Stacey Solomon is never far from the media. She has brought us all on a raw journey of motherhood since welcoming her third son Rex with partner Joe Swash.
She recently posted a beautiful picture of Rex lying on her bed with the caption:
"Happy Saturday! Don't worry he obviously doesn't sleep in bed with us or with any duvets we just love playing with him in there. And this picture was too good to miss."
Despite the adorable snap people were quick to comment on the fact that Solomon felt the need to defend herself even with just the mention of co-sleeping.
One of her two million followers said- "Absolutely nothing wrong with safe co-sleeping. In fact, it's proven to reduce the risk of SID if practised correctly. All my babies slept in my bed for the first 2 years of their lives and all breastfed too. Made sleeping for all of us a lot easier."
Another said: "Shame you feel you need to explain yourself because you know some people will pick fault in everything you do... Beautiful boy".
What is co-sleeping?
Co-sleeping is simply when you sleep close enough to your baby that you can see, hear, touch or smell each other.
Bed-sharing is a form of co-sleeping. It is when a new-born and their mum sleep together in the same bed. There are pros and cons to bed-sharing and if you are co-sleeping, it is crucial it is done safely.
The main bed-sharing concern is that a baby could potentially be hurt by:
- Falling off the bed.
- Being suffocated by blankets, pillows or rolling over and being facedown.

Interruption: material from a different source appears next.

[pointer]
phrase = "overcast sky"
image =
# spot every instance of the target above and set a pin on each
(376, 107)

- Having an adult roll on top of them.
Although these are valid concerns and bed-sharing or co-sleeping is not the right fit for every family, there are also a plethora of advantages:
- Parents get more sleep.
- Babies get more sleep. Because they are so close to their mum, if they stir at all their needs are quickly met and they can drift off back to sleep before they are fully awake.

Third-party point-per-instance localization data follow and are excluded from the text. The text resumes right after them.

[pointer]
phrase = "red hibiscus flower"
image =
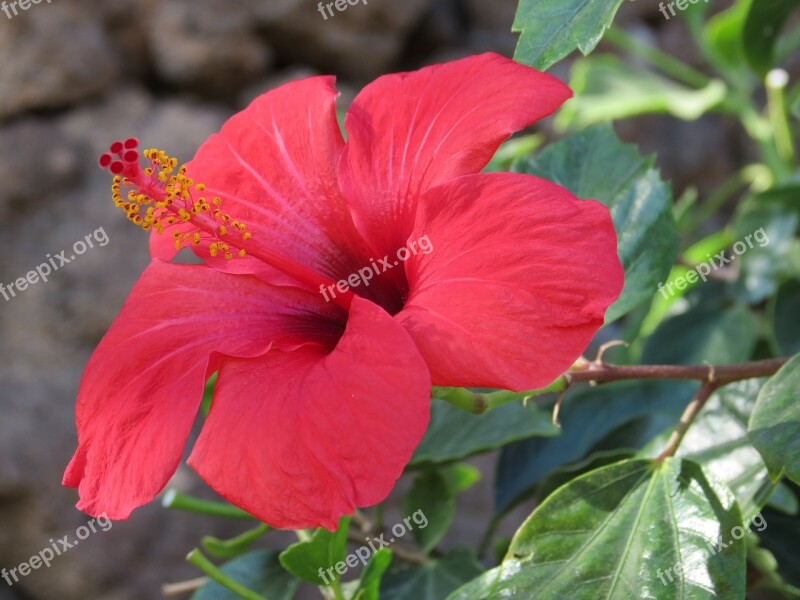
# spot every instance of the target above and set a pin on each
(491, 280)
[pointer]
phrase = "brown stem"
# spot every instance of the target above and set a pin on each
(599, 372)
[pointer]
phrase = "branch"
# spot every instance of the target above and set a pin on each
(599, 372)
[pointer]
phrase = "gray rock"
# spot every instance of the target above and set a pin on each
(206, 44)
(53, 55)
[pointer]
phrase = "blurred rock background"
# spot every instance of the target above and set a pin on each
(77, 74)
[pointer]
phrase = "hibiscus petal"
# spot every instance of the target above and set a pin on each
(300, 438)
(517, 282)
(274, 167)
(142, 387)
(410, 131)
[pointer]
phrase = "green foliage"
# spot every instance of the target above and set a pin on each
(370, 582)
(323, 550)
(431, 581)
(594, 164)
(644, 409)
(258, 571)
(775, 423)
(454, 434)
(763, 25)
(607, 88)
(621, 529)
(718, 441)
(551, 29)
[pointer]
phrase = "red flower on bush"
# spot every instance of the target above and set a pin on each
(319, 404)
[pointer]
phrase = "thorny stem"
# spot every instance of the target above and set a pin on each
(722, 374)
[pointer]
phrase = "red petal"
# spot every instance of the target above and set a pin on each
(274, 167)
(300, 438)
(410, 131)
(517, 283)
(142, 387)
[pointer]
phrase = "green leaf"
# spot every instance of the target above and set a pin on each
(775, 423)
(785, 324)
(454, 434)
(460, 477)
(432, 581)
(708, 328)
(595, 164)
(431, 494)
(588, 416)
(780, 538)
(723, 38)
(370, 582)
(324, 550)
(236, 546)
(259, 571)
(718, 441)
(763, 25)
(764, 561)
(633, 528)
(771, 220)
(783, 499)
(607, 88)
(551, 29)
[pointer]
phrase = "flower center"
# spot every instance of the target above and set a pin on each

- Breastfeeding through the night is easier with your baby beside you.
- Breastfeeding throughout the night helps to maintain a good milk supply.
- Studies show sleeping with your baby in your room reduces the risk of SIDS by 50%.

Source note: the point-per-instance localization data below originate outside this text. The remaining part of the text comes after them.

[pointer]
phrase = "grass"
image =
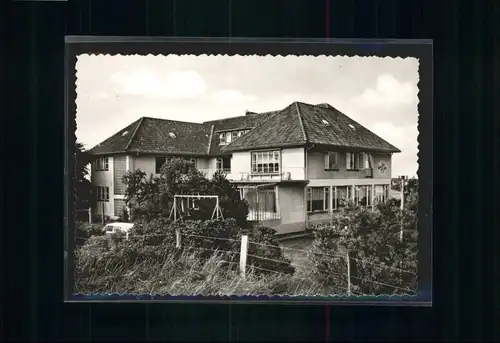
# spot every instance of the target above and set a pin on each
(185, 274)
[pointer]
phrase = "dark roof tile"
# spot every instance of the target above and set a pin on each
(297, 124)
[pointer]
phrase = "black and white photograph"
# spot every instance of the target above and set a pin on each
(246, 175)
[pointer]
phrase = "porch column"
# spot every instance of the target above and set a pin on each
(373, 195)
(306, 215)
(330, 207)
(127, 169)
(277, 198)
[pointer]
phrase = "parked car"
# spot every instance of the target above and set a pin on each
(116, 227)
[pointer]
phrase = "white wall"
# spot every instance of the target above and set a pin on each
(292, 161)
(104, 179)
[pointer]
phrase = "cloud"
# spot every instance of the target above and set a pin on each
(231, 96)
(183, 84)
(388, 92)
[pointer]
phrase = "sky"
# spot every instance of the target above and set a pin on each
(379, 93)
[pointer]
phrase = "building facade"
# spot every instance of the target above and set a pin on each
(295, 167)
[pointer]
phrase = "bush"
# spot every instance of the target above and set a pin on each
(107, 263)
(151, 197)
(217, 235)
(104, 266)
(377, 254)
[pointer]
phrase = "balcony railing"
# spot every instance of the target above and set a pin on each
(368, 173)
(209, 172)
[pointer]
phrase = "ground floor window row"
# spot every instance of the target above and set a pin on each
(319, 198)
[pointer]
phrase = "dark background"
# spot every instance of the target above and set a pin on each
(466, 266)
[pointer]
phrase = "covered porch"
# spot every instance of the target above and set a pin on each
(324, 199)
(279, 205)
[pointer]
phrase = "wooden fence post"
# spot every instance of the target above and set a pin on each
(243, 255)
(177, 238)
(348, 260)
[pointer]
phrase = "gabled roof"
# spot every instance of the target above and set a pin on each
(152, 135)
(249, 121)
(300, 124)
(296, 125)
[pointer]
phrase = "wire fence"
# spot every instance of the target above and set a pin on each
(245, 268)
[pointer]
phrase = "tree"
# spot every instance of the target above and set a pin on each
(83, 189)
(381, 262)
(155, 196)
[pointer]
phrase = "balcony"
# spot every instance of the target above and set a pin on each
(368, 173)
(209, 172)
(286, 174)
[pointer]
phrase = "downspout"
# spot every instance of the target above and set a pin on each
(305, 187)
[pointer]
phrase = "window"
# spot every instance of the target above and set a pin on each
(358, 160)
(357, 195)
(261, 201)
(101, 164)
(369, 196)
(266, 161)
(103, 194)
(317, 199)
(160, 161)
(366, 160)
(222, 138)
(381, 193)
(191, 160)
(224, 164)
(342, 196)
(331, 160)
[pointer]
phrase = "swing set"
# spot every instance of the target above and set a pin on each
(177, 210)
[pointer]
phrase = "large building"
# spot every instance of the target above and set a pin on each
(294, 166)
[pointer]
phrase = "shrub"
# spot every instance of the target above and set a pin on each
(107, 267)
(152, 197)
(265, 252)
(217, 235)
(106, 263)
(377, 254)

As mentioned, whatever way you co-sleep with your baby, safety is vital.
Here are some general safety guidelines:
- It is not recommended to bed share if you are a smoker or if you smoked during pregnancy.
- It is not recommended to bed share if you are overtired or have taken any drugs (illegal or prescription) or any substance that makes you less aware of your surroundings.
- Babies should not be swaddled while bedsharing as they may overheat which is a risk factor for SIDS.
- You should not bedshare with a premature baby.
- Long hair should be tied up so it can’t accidentally wrap around the baby's neck.
- For mums who are very deep sleepers or obese, babies should not be next to them in the same bed but beside them on a separate surface.